Oberpustertaler  Jäger halten Rückschau – der neu gewählte Bezirksjägermeister Günther Rabensteiner zieht Bilanz und möchte mehr Zusammenarbeit mit  den 15 Revierleiter, gemeinsames Auftreten, bessere Zusammenarbeit mit dem Südtiroler Jagdverband und mehr  Öffentlichkeitsarbeit.

Große Sorge und Mahnungen über die vielen Dekrete und Jagdordnungen die immer wieder  angefochten werden.

Im Vereinshaus und Raiffeisensaal des Paul-Troger-Haus von Welsberg fand am 18.- und 19. März 2017 die diesjährige Hegeschau vom Bezirk Oberpustertal statt, Die Jagdhornbläsergruppe "Amperspitz" aus Taisten umrahmte den Festakt musikalisch.

Der Bezirksjägermeister beschränkte seine Rede auf das Wesentliche. Dem neu gewählten Bezirksjägermeister ging es einerseits darum, den obligaten Rechenschaftsbericht seiner Reviere zu präsentieren, er scheute anderseits nicht davor zurück, die Landesregierung und alle Politiker aufzufordern, sich für Südtirols Jagdautonomie einzusetzen. Er begann seine Präsentation mit der Begrüßung der Ehrengäste:

Landtagsabgeordneter Dr. Albert Wurzer, Dr. Bernedikt Terzer Vertreter des Südtiroler Jagdverbandes, Dr. Agreiter Vertreter des Amtes für Jagd und Fischerei, Covi (italiniescher Vertreter für die Bezirke Sterzing, Brixen, Unter- und Oberpustertal), Vize-Obmann des Südtiroler Bauernbundes Viktor Peintner, Anton Tschurtschenthaler, Obmann des Südt. Bauernbundes,  Bezirk Pustertal, Forstinspektor Dr. Pörnbacher, Bürgermeister Albin Schwingshackl, Vize-Bürgermeisterin Paula Mittermair, Bezirksjägermeister, ,alle Revierleiterinnen und Revierleiter und  Freunde der Jagd und Naturliebhaber!

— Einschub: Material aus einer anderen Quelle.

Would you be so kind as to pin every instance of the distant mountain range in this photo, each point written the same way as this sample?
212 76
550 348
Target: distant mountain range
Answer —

BJM Günther Rabensteiner Begrüssung:

Herzlich Willkommen zur Hegeschau des Bezirkes Oberpustertal 2017 in Welsberg! Nach 51 Jahren ist es wieder soweit:  die Hegeschau des Bezirkes Oberpustertal wird erneut  in Welsberg ausgerichtet. Es ist uns eine große Freude und Ehre, diese wichtige Jahresveranstaltung hier bei uns im Raiffeisensaal des Paul-Troger-Haus organisieren zu dürfen. Dass wir diesen Zuspruch erhalten haben, verdanken wir ganz besonders dem Bezirksauschuss des Oberpustertal. Keine kleine Aufgabe für unser Revier, doch wir haben die Herausforderung gerne angenommen und es ist uns auch bestens gelungen, Ihnen heute  eine musterhafte Hegeschau hier in Welsberg zu präsentieren.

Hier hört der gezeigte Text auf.